Projects
Projects
Maladaptive Plasticity following Spinal Cord Injury
Insults to the brain and spinal cord result not only in debilitating motor, sensory and cognitive deficits, but also in chronic, excruciating and relentless pain that is largely resistant to treatment. In most patients, pain starts weeks or months after the original insult, and includes increased pain with noxious stimulation (hyperalgesia), pain in response to previously innocuous stimuli (allodynia), and spontaneous pain. Spinal cord lesions typically produce particularly painful CPS symptoms, with unremitting pain that can be diffuse, bilateral, and may extend, "below-lesion", to locations caudal to the spinal injury. The delayed expression of CPS and the diffuse localization of painful symptoms suggest that the pathophysiology does not reflect only direct effects at the denervated spinal segments. Rather, these features of CPS strongly suggest the occurrence of maladaptive plasticity in supraspinal structures at which inputs from various body parts converge. The ultimate goal of this application is to identify the factors that are causally responsible for this maladaptive plasticity following spinal cord injury.

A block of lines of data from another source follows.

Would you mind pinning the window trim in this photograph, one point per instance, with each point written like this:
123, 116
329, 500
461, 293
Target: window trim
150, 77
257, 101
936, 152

To this end, we adapted a rodent spinal cord injury model of CPS. We demonstrated that rats suffering from CPS have abnormally high neuronal activity in the posterior nucleus of the thalamus (PO). We also demonstrated that the activity of PO, and related thalamic nuclei, is tightly regulated by inhibitory inputs from the zona incerta and the anterior pretectal nucleus. These findings suggest that CPS is associated with maladaptive plasticity in the incerto-thalamic pathway. Based on these exciting new findings, we propose that CPS can result from suppressed inhibition to thalamic nuclei from zona incerta and the anterior pretectal nucleus. We use electrophysiological, behavioral and anatomical approached to test the validity of key predictions that emerge from our overarching hypothesis.
Marijuana, brain oscillation and behavior
Marijuana is by far the most widely used illicit drug among adolescents in the USA, with a lifetime prevalence of more that 40% among 12th graders. Although it remains controversial whether cannabis abuse by adults has long-term health risks, it is now established that cognitive and neurological functions are permanently altered in adolescents using marijuana. However, the mechanisms responsible for this susceptibility are unknown. Our goal is to reveal these mechanisms. We test the overarching hypothesis that the adolescent brain is susceptible to cannabis abuse because of the concurrent and rapid development, at this age, of inhibitory cortical circuits, endocannabinoid signaling and cortical oscillations.
Sensory Inputs and Cortical Control of Movements
The motor cortex of all mammalian species, including humans, contains a gross somatotopic representation of the major divisions of the body, such as hindlimb, forelimb, and face. Within each body part, there are multiple, non-contiguous, partially overlapping representations of individual movement patterns. Thus, the motor cortex is comprised of a distributed network in which specific movements emerge from broad patterns of activity. The neural mechanisms that sculpt voluntary movements from these dynamic networks are unknown. Our goal is to narrow this fundamental gap in our knowledge by identifying mechanisms that dynamically regulate the organization of cortical motor networks during voluntary movements. During movement execution, proprioceptive and tactile sensors provide continual inputs that guide the movements. There is compelling evidence that these somatosensory inputs act upon motor cortical networks to dynamically regulate their outputs. Based on our preliminary findings in rats, and on studies in humans, we propose that somatosensory afferents regulate motor cortical activity in a center-surround manner: Somatosensory stimuli from an activated muscle enhance cortical outputs to that muscle (“center-excitation”), whereas cortical outputs to adjacent muscles are suppressed (“surround- inhibition”).
How do somatosensory afferents differentially impact homotypical versus heterotypical cortical modules? We propose that somatosensory afferents exert a net inhibition of motor cortical circuits, such that only ‘strong’ afferent inputs—occurring in response to converging inputs from thalamus and somatosensory cortex—overcome this inhibition to activate homotypical motor cortical neurons. As a result, inputs arising from a limb in motion converge upon and excite cortical modules that activate that limb, while feed-forward inhibition dominates inputs to neighboring modules. We will test this hypothesis in a series of studies.